The road into West Memphis coaxes an outpouring of self-love and forgiveness; Ruby Falls, in Tennessee, and her father’s hometown of St. Cloud, Florida, host her musings on time and mortality. Such winding pathways—and the lived-in, roots-rock hybrid Crutchfield deploys while tracing them—will feel familiar to fans of Lucinda Williams. Crutchfield is a devout fan herself, who praised the country icon’s authenticity and boldness in a 2018 essay written for the 20th anniversary of Car Wheels on a Gravel Road. Across Saint Cloud, Crutchfield sings in the spirit of Williams’s female characters—sharp, independent, insatiable, ready to pack up the car in pursuit of something better. Each stopover on her journey pulses with the potential for change.

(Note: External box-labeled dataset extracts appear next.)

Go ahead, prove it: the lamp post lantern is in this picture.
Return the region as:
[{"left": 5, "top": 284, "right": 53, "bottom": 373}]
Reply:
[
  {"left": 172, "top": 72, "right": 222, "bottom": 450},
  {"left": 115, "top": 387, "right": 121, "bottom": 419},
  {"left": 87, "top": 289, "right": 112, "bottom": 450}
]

Like Williams, Crutchfield presents herself here as a woman well acquainted with struggle. A passing glance at Saint Cloud’s track list reveals signs of turmoil: “Fire,” “Hell,” “War.” Crutchfield wrote the album shortly after deciding to get sober, and while explicit references to drinking or addiction are absent, its rich imagery often darts between destruction and beauty, weakness and regeneration, covering the distance from recovery’s beginning to end each time it shifts. Cut flowers live, die, and get replaced on “Lilacs,” a full-throated self-affirmation in which Crutchfield slips into jagged, Dylanesque cadences. On “Ruby Falls,” she sings eloquently about the fluctuations of love: “It breaks your neck / It builds you a delicate shrine.”

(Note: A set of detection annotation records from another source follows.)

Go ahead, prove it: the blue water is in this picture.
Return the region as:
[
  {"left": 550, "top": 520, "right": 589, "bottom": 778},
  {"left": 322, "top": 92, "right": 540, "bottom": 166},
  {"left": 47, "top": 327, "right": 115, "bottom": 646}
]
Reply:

The album’s backstory also offers context for its dramatic sonic leap away from her previous work. Crutchfield cut her teeth on the punk circuit, and while her Waxahatchee recordings have been rendered in incrementally higher fidelity, their ragged edges remain. But in times of change or distress, we often reach for the comfort of home. In Birmingham, Crutchfield grew up on country music—“classic stuff like Tammy Wynette and Loretta Lynn”—and she’s called it her first musical love. Saint Cloud moderates her pace and cleans up her fuzzy-rock-guitar tone, turning instead to those familiar sounds. Earthy and leisurely, this is as close to a country record as any she has made.

Crutchfield has previously expressed reluctance to aestheticize her roots, telling Glamour in 2013 that “I feel like people romanticize the South a little for art.” She added a qualification: “But that’s just my story.” On Saint Cloud, Crutchfield is readily surfacing less-explored facets of her story. Another of these is the very condition of being an artist, which “The Eye” takes as its subject: “I will chase all the rain, put it down / Call it paint / …It’s a heavy weight,” she sings. In her telling, possession of the artist’s eye—or ear, really—is a burden but also a badge of honor. She’s considered this duality before, in her essay on Car Wheels. “Making something out of thin air that others will take in and connect with is like having a magical power,” she wrote. “Being consumed by the vision, the calling of the eye, is sometimes the flip-side.”

The urge to make art may be an all-consuming blaze, but what a thrill to spot a twin flame in someone else. On “Witches,” Crutchfield calls out a few of her creative kin by name: Allison, her sister and longtime collaborator, is one. “Marlee” refers to Marlee Grace, the dancer and writer who appears in the jubilant video for “Lilacs.” And there’s one last name on the list—Lindsey. Contextual clues suggest that this is Lindsey Jordan, the 20-year-old singer, songwriter, and guitarist who performs as Snail Mail. She and Crutchfield have toured together and share a knack for lyrical self-excavation. “Lindsey’s giving me a little faith about what tomorrow might bring,” Crutchfield sings here.

As much as Saint Cloud, a musical homecoming of sorts, is anchored by Crutchfield’s past, it’s also buoyed by the future—the promise of sobriety, self-acceptance, and songs yet to be written. Jordan appears, ever so briefly, as a beacon of creative potential, a reminder that there is comfort to be found in where we’re going as well as where we’ve come from. And for the present, Crutchfield is her own capable navigator.